Todos os dias, chegamos ao escritório, ou começamos a trabalhar em casa, e tentamos perceber como é que há pessoas — que trabalham connosco, levando rotinas minimamente semelhantes — que vivem dias com mais de 24 horas. No fundo, admiramo-las, porque a sua gestão de tempo impressiona. Mas também é certo que não morremos de amores por todas as pessoas com quem trabalhamos. Ninguém fica ofendido, porque é o que é. É a experiência humana. Mas precisamos de todas. E os shareholders, que passaram a ser o bobo da corte da Gen Z no TikTok — ainda que continuem a mandar no mundo —, precisam de todos nós, e é por isso que trabalhamos em conjunto, em busca de objectivos aparentemente comuns e motivadores. De facto, somos todos livres até abrirmos uma nova folha de Excel.

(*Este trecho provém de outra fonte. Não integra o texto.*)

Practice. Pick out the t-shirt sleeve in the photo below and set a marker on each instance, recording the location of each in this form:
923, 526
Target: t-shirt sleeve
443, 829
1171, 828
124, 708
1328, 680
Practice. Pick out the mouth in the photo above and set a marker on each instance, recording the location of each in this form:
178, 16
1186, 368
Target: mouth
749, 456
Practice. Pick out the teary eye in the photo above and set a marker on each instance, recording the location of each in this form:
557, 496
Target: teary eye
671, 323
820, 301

No trabalho e fora dele, sozinhos não podemos estar, e duvido que o desejemos. Há muita coisa que, na prática, nos afasta e separa dos nossos colegas de trabalho — o percurso académico e profissional, o carro que conduzimos, o cube de futebol, a cor política (e a opinião sobre a energia de Sebastião Bugalho), o gosto musical, o comportamento à secretária e na copa, etc. — mas há uma realidade que nos une: somos todos colegas uns dos outros. Nós olhamos para eles e podemos invejar partes das suas vidas rotineiras. É possível que eles façam o mesmo connosco, mas não sabemos bem porquê. Nem como. Eu, pelo menos, não tenho tempo para nada. E eles, dizem, também não, mas já não têm nada para ver nas plataformas de streaming.